Cronaca
Palermo – Ha un nome ed un volto l’uomo che ordinato di seminare il panico nel palermitano per gli investigatori sarebbe Salvatore Verga, 35 anni, in atto in carcere. Sarebbe partito da lui l’ordine di seminare il panico in città e nel suo hinterland. E’ in corso allo Zen e nel mandamento San Lorenzo Tommaso Natale il blitz dei carabinieri coordinati dalla Procura guidata da Maurizio de Lucia. Eseguite 22 ordinanze (15 i fermi, 7 erano già detenuti)
Tra i vertici, Salvatore Verga, che dal carcere di Trani dove si trova detenuto, avrebbe comandato alla manovalanza dello Zen 2 alcuni dei raid che hanno distrutto vetrine, automobili, autolavaggi e piazzato le bottiglie che pubblicizzavano il pizzo, marca «5.000», come gli euro che i commercianti avrebbero dovuto corrispondere a titolo di messa a posto agli esattori delle famiglie mafiose. Verga dal carcere, avrebbe gestito pure un giro di droga. Nel corso della notte è stato notificato il fermo ai genitori, Gaetano Verga e Maria Claudino, che abitano alla Marinella dov’è stato arrestato anche Matteo Salamone, uno dei picciotti che riscuotevano il pizzo.
Davanti a dieci tra locali e negozi a Tommaso Natale e Sferracavallo vengono trovate 10 bottigliette (una per ogni locale) con la benzina e il pizzino che indicava la cifra da pagare. poi vengono date alle fiamme 11 barche nel rimessaggio della Icone marine di Isola delle Femmine.
Di seguito il raid al deposito di Sicily by car in via San Lorenzo: 30 colpi di kalashnikov contro le auto parcheggiate.
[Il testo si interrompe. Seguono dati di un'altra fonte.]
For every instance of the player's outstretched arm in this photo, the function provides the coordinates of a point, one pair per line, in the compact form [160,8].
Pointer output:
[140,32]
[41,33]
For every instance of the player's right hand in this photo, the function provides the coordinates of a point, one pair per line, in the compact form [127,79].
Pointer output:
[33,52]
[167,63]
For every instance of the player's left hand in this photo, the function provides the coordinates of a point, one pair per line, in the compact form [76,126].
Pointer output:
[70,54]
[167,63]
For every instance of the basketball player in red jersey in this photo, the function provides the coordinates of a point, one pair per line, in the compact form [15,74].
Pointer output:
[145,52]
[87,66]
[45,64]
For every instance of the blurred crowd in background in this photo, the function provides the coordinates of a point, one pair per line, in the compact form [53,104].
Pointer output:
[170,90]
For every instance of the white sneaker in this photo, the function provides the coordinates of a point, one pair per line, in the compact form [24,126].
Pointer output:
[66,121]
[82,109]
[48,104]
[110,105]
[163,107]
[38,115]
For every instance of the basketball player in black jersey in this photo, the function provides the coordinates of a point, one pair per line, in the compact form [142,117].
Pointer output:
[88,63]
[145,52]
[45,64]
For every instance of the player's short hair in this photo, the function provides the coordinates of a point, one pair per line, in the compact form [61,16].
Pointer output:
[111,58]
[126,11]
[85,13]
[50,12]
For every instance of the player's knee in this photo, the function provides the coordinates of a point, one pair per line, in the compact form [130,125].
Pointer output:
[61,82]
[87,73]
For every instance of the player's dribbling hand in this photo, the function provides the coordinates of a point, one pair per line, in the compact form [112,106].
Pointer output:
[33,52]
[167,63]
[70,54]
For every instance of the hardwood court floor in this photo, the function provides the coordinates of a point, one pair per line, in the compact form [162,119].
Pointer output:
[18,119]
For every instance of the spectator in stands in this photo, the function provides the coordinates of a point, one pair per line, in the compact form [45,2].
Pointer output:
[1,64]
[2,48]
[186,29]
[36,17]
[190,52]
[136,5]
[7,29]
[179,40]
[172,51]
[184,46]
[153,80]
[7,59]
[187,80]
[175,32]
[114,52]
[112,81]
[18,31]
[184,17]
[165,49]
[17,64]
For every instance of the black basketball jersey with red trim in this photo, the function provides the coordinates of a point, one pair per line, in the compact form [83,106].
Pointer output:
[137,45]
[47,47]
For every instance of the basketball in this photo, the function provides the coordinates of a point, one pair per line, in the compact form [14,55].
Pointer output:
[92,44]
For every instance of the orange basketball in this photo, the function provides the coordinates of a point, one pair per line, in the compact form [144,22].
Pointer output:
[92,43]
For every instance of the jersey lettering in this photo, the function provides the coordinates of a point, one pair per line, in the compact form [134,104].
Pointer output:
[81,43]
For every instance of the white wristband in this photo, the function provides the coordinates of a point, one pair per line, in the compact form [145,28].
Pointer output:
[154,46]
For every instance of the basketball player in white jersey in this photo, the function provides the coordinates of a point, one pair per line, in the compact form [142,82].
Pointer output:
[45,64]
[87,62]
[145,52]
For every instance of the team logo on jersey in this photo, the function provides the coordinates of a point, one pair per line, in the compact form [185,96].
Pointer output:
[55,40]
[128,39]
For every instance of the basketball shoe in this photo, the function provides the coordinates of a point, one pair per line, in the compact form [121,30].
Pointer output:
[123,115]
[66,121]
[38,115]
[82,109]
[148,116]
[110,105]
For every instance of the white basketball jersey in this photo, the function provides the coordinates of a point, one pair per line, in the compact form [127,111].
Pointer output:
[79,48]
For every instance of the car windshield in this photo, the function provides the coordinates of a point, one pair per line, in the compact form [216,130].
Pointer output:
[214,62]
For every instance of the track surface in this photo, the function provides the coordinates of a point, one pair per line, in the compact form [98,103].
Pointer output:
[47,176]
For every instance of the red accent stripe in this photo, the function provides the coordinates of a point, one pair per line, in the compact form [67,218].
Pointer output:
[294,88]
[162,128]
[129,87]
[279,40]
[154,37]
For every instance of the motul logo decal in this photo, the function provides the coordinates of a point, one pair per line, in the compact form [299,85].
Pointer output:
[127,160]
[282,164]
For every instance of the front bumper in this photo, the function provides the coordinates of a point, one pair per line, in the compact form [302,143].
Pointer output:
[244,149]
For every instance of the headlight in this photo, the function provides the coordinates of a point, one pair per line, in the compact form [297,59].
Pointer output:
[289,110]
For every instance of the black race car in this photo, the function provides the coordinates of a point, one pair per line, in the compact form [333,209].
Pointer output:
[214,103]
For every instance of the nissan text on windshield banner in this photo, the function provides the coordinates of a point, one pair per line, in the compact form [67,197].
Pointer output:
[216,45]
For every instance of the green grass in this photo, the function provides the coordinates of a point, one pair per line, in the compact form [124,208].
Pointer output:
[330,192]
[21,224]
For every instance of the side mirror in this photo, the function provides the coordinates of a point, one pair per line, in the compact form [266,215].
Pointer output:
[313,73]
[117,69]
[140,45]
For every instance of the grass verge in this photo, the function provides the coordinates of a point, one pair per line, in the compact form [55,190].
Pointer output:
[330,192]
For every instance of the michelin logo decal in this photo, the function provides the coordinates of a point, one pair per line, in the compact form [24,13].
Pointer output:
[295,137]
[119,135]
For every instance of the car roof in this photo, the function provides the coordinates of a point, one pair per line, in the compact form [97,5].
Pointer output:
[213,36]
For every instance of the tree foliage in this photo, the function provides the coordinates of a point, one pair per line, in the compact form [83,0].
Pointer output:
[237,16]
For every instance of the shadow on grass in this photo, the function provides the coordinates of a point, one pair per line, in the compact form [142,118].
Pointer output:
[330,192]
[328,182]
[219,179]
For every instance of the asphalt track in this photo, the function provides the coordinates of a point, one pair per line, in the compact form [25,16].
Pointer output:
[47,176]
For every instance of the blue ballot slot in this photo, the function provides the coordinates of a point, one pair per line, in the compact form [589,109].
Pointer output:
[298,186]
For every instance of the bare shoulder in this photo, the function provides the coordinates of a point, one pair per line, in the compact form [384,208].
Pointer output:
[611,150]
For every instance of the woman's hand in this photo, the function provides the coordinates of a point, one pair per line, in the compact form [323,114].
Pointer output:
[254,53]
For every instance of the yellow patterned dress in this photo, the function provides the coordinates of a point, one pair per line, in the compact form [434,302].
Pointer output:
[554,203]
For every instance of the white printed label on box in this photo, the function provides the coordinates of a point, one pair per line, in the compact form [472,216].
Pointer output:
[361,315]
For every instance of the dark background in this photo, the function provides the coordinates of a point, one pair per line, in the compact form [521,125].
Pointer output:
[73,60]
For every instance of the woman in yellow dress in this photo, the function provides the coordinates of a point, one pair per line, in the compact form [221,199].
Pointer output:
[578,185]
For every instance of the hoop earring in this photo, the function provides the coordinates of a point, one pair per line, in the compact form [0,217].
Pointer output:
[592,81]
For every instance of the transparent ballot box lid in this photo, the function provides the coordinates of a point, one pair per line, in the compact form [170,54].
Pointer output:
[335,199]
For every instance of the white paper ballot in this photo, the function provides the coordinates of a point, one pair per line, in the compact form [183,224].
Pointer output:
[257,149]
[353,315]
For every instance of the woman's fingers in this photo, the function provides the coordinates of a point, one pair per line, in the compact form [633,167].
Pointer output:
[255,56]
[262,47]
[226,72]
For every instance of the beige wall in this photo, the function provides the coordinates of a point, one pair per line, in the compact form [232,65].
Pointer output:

Si continua con l’incendio all’autolavaggio del Q8 di viale Lanza di Scalea. Ad aprile tornano ancora le scariche di kalashnikov: contro l’autorimessa di via Sferracavallo dei fratelli Natoli, e contro il ristorante Il Brigantino, che aveva già ricevuto la bottiglietta con la benzina a novembre.
Ma nel frattempo i picciotti si davano da fare con un’altra serie di attentati: ad una macelleria, un panificio un bar e una pizzeria. Bottigliette sono state lasciate davanti a otto lidi a Isola delle Femmine, poi i devastanti attentati nei confronti della Sicily by car e le tre intimidazioni al bar Chéri.
Insomma Verga aveva trovato una manovalanza pronta a prendersi con la brutalità la città e a distruggere le forze economiche sane. Ma dopo mesi di indagini alla fine i carabinieri sono riusciti a fare terra bruciata attorno alla banda e stanotte gli arresti.